Is there a "right" age for a child to start speech pathology services? Your child has a noticeable language or communication issue. But you're not sure if this is common for their age or they need help from a speech pathologist. Take a look at what parents need to know about speech and language development, age, and the decision to start therapy.
What Are the Milestones for Speech and Language Development?
The word milestone itself is often confusing for parents. While milestones are age-graded markers of specific developmental tasks (such as talking or walking), they aren't set in stone. This means some children may meet milestones earlier, while others meet them later.

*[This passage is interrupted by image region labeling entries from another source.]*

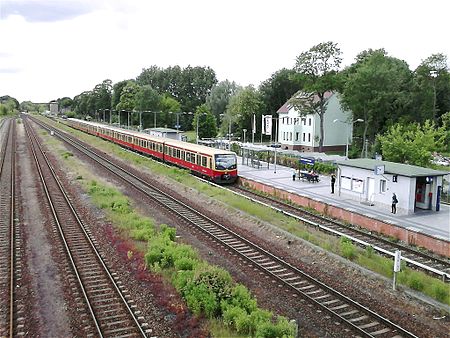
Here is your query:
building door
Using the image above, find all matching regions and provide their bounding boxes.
[366,177,375,202]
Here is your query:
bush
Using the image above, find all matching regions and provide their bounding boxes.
[184,283,219,318]
[340,237,356,260]
[225,284,258,313]
[222,306,247,330]
[408,275,424,291]
[431,282,450,304]
[173,257,198,271]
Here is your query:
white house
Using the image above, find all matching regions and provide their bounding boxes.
[337,158,448,214]
[277,92,353,151]
[144,128,181,140]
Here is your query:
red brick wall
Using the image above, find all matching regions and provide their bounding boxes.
[239,177,450,257]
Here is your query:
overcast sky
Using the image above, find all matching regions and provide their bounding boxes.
[0,0,450,102]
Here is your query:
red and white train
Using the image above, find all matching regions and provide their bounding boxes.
[67,118,237,184]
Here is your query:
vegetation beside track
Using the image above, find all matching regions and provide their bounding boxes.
[37,119,297,338]
[37,115,450,306]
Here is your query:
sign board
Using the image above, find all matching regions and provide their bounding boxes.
[394,250,402,272]
[373,165,384,175]
[300,157,316,165]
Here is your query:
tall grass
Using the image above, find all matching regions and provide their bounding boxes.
[39,115,450,305]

Even though there are individual differences between the rate at which children meet milestones, you will find a progression of markers that you should expect your child to follow. According to the National Institute on Deafness and Other Communication Disorders, speech and language developmental milestones for young children include:
Infants at one year. By the end of the first year, children can usually listen when spoken to, understand words for every day or commonly used items, respond to basic requests, babble (use sounds such as "baba"), use physical gestures, and may say one or two short words.

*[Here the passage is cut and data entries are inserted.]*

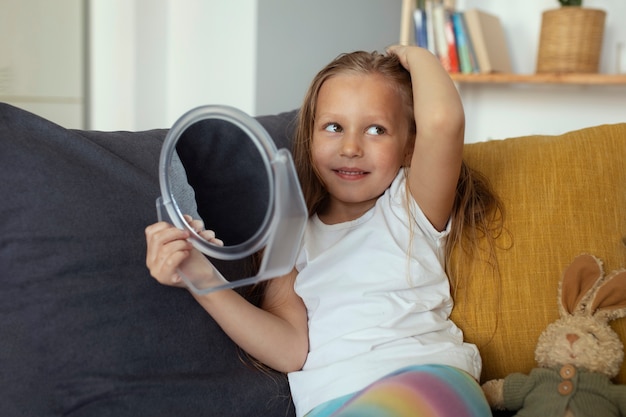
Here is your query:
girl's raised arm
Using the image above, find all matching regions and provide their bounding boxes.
[389,46,465,234]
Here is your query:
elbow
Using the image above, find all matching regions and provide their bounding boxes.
[276,343,309,373]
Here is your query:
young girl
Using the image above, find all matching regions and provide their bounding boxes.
[146,46,499,417]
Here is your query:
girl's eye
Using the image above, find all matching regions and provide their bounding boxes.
[367,125,385,135]
[324,123,342,133]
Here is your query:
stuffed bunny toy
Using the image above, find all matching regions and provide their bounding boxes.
[482,254,626,417]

Toddlers between one- and two years. Your child's speech and language development dramatically increase this year. They'll learn new words, put two words together to make a simple sentence, point to pictures you name in books, and understand basic questions.
Ages two- to three years. Older toddlers have words for almost everything in their world. While they will still use two- to three-word sentences, they have a vast vocabulary and can speak in a way that you and other adults who see them regularly (such as a daycare teacher) can understand.
Preschoolers ages three- to four years. Preschoolers can create multi-word sentences that are more complex than what you would expect from a toddler. They also have an expanded vocabulary and can speak much more clearly.
Now that you know more about what to expect from your young child's speech and language development, it's time to ask the next question—do they need to see a professional?
When Should Children Start Speech Therapy?
There's no magic age to start this type of therapy service. Before you decide to, or not to, consult a speech-language pathologist, consider:
Your child's typical individual progression. Does your child usually lag behind expected milestones in other areas by a few weeks or even months? This could just indicate your child's individual pattern of development.
The problematic issue. There isn't one type of speech or language disorder. Some children struggle to understand others, while others have difficulty expressing themselves verbally.
Normal speech patterns. It's normal for younger children to mispronounce some words or sounds.